Euro soll krisenfester werden und milliardenschwere Investitionsoffensive geplant

In der Wirtschaftspolitik gab es in Meseberg nach harten Verhandlungen eine Verständigung: Deutschland und Frankreich wollen den Euro krisenfester machen und eine milliardenschwere Investitionsoffensive starten. Dazu soll ein Eurozonen-Budget im Rahmen der bisherigen Haushaltsstrukturen geschaffen werden. Der neue Etat soll ab dem Jahr 2021 greifen. Die Höhe muss noch auf EU-Ebene verhandelt werden. Es gehe darum, Länder zu begleiten, die Probleme haben, sagte Macron. Außerdem sollen die Unterschiede zwischen den Volkswirtschaften der Euro-Zone verringert werden, um die Eurozone zu stabilisieren.

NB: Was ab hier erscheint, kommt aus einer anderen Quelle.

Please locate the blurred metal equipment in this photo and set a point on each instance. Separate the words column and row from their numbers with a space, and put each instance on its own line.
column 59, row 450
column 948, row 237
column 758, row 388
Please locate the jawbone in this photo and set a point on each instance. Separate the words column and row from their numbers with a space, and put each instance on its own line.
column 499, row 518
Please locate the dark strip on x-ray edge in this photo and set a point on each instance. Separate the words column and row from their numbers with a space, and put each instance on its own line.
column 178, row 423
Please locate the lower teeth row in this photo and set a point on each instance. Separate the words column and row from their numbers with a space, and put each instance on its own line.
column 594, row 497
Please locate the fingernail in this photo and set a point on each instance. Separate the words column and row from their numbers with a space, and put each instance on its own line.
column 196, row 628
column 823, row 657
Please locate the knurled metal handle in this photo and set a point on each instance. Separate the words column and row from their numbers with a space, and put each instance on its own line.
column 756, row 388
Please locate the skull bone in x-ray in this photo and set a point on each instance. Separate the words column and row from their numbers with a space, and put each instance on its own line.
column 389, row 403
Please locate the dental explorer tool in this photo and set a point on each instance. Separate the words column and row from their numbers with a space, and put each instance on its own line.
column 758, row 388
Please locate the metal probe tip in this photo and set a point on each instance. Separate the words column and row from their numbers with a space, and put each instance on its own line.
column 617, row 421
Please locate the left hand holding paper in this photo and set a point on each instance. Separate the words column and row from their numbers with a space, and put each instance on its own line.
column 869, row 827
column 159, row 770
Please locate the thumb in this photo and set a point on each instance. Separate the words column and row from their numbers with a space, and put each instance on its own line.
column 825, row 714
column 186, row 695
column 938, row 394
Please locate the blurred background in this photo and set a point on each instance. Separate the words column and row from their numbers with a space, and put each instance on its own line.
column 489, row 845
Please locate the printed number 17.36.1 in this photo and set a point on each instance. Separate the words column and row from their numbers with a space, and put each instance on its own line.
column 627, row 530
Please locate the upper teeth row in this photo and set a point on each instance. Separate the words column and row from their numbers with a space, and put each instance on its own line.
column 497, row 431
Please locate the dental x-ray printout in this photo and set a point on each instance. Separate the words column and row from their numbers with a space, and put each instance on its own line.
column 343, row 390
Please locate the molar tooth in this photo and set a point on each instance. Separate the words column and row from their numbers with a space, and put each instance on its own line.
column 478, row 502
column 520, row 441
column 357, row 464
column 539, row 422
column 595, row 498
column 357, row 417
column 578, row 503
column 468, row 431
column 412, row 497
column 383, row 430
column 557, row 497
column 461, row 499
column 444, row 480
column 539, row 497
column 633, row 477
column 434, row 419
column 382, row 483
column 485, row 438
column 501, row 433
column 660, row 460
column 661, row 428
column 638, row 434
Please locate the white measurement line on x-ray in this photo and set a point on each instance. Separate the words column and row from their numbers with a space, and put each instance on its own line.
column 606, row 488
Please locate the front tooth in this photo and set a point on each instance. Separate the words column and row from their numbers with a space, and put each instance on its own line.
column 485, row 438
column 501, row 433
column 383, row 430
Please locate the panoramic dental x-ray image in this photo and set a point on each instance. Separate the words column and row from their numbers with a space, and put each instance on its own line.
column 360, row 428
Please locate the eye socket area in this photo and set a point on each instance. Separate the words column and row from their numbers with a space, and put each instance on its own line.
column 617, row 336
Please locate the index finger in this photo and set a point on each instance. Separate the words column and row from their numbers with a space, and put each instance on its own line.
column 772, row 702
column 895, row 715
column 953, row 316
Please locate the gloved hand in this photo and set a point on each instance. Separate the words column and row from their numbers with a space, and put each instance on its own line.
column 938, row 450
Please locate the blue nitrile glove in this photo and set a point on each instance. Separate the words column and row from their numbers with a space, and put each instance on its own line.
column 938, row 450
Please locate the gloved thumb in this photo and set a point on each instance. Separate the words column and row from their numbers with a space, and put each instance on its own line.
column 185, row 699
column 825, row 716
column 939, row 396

Der Fall Griechenland hatte den Euro-Staaten gezeigt, dass gerade die enormen wirtschaftlichen Unterschiede zu solchen Finanz-Schocks führen können, die die Euro-Zone als Ganzes gefährden. «Wir erweitern das Spektrum», betonte Merkel. Der bisherige Euro-Rettungsschirm ESM soll zu einer Art Europäischen Währungsfonds ausgebaut werden, um den Euro dauerhaft besser gegen neue Finanzkrisen zu schützen. Zudem sind einheitlichere Bankenregeln im Rahmen der Bankenunion geplant — der ESM soll als letztes Auffangnetz bei Bankenpleiten einspringen. Mit öffentlichem Geld könnten also kriselnde Banken gerettet werden. «Wir beginnen heute eine zweite Etappe im Leben unserer Gemeinschaftswährung», kommentierte Macron.

Der Präsident hatte zunächst ein separates Euro-Budget verlangt — aber die Bundesregierung möchte keine neuen Parallelstrukturen schaffen. Merkel hat für einen nun geplanten neuen Investitionstopf zuletzt einen Betrag im unteren zweistelligen Milliardenbereich genannt. Eine Option zum Füllen des Fonds sollen Einnahmen aus einer geplanten Finanztransaktionssteuer sein.

EU-Kommissionspräsident Jean-Claude Juncker sollte am Abend zu den Beratungen in Meseberg hinzugezogen werden. Die Vorschläge sollen dem EU-Gipfel am 28./29. Juni vorgelegt werden. Macron hatte bereits im September 2017 Vorschläge zur «Neugründung eines souveränen, vereinten und demokratischen Europas» vorgelegt.